MODESTO — M odestans, it's time to resume the conversation about how to protect the farmland that is so critical to our local economy.
Growth, which dominated the political debate from the 1980s through 2007, hasn't been a big issue in city politics since home values crashed.
Tonight, at the request of Mayor Garrad Marsh, the City Council will start talking about how the city plans to meet the mandate that every city have an agriculture preservation policy. The edict came from the Stanislaus County Local Agency Formation Commission, the little-known body that must approve any city or special district boundary change.
Marsh has long been active in farmland preservation efforts and was a co-author of Measure E, the successful initiative that severely restricts building subdivisions in unincorporated areas. Dave Lopez is the only other member who was on the council during its last intense debates on growth.
There's no doubt that this discussion needs to take place, both to meet the LAFCo requirement but also because the council in 2008 promised to consider a citywide farmland mitigation policy before issuing permits for the proposed Tivoli development, north of Sylvan Avenue between Oakdale Road and Roselle Avenue. The 480-acre Tivoli plan has been dormant since 2008 but there are murmurs of it coming back to life.
The LAFCo policy offers several options to protect ag land and states that cities must use one or more:
Remove ag land from the existing sphere of influence as a trade-off to grow in a different direction. Many of the areas of Modesto's sphere of influence already are in industrial uses (i.e., Gallo and the Beard Industrial District) or older residential neighborhoods (the town of Empire) or in ranchettes. LAFCo exempted from the requirement lands "which are substantially developed with urban uses."
A policy that requires for every acre taken out of agriculture for new houses, another acre is permanently preserved for ag uses through conservation easements or other strategies. This is referred to as the 1:1 ag mitigation. The City Council of Hughson, which is surrounded by prime farmland, adopted a 2:1 ratio, showing its fierce determination to protect ag land. The building industry opposes this requirement on principle, but lost its court case against Stanislaus County's 1:1 ag mitigation policy. The mayor supports this policy.

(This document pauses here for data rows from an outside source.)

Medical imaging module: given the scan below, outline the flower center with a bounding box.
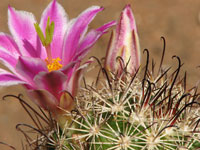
[45,57,62,72]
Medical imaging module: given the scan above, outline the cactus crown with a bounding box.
[3,37,200,150]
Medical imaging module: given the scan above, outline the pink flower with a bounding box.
[105,5,140,76]
[0,0,115,115]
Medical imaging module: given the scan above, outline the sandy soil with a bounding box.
[0,0,200,150]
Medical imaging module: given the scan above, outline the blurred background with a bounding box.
[0,0,200,150]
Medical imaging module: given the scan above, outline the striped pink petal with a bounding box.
[8,6,44,57]
[105,5,140,75]
[62,6,103,65]
[0,69,26,86]
[40,0,68,58]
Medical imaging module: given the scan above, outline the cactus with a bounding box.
[0,0,200,150]
[4,38,200,150]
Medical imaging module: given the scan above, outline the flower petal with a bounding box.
[28,90,59,112]
[62,6,103,65]
[0,33,20,58]
[67,60,93,96]
[8,6,44,57]
[40,0,68,58]
[34,71,67,99]
[0,69,26,86]
[74,21,116,60]
[0,47,17,73]
[105,5,140,75]
[16,56,48,86]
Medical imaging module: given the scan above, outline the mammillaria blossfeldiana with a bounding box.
[105,5,140,76]
[0,0,115,119]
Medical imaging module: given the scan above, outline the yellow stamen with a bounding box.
[45,57,62,72]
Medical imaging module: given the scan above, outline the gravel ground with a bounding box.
[0,0,200,150]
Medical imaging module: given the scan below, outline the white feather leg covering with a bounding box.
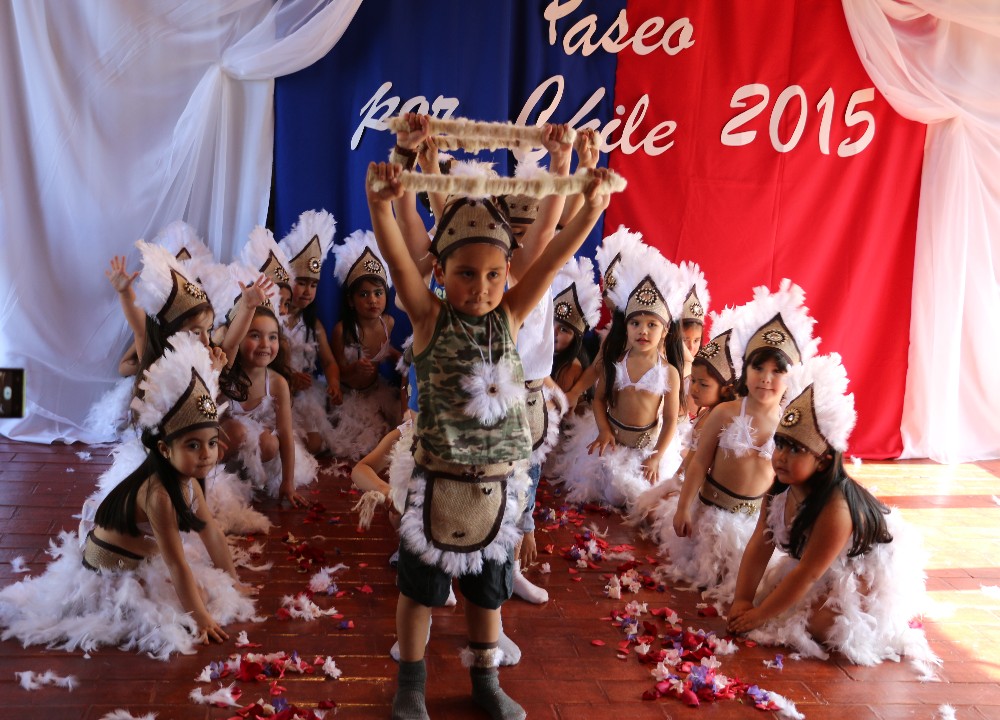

Having voters approve an urban growth boundary for a specified time period. The Mayors' Working Group hoped to pull a full set of these plans together and put them collectively before voters. It hasn't happened and we no longer think it's realistic politically. There's too much turnover in mayors.
While Modesto is by far the largest city in Stanislaus County, its growth rate has been pretty slow compared to that of Patterson and Riverbank, for instance. Credit for that goes to the late Peggy Mensinger and others who led the charge for required citizen votes before Modesto extends its sewer trunks into new neighborhoods. While the measures were only advisory, the process served its purpose in slowing growth.
So which of LAFCo's options are right for Modesto?
We support 1:1 mitigation when ag land is plowed under for houses. That should apply to the parts of Tivoli and the multi-use Kiernan Business Park that are for residential uses and to future developments. We're not persuaded that the policy should apply to land converted to commercial or business uses.
An urban growth boundary approved by the council in January 2012 just before Marsh became mayor shows Modesto growing north to envelop Salida. Modestans have not had a say in that, and many Salidans have been vocal in opposition.
There's no reason for the council to rush into a decision. There needs to be a thorough and inclusive discussion of all the ag preservation strategies proposed by LAFCo and others as well. There's no more important conversation for our community.
The Modesto council meets at 5:30 p.m. today in the basement of Tenth Street Place.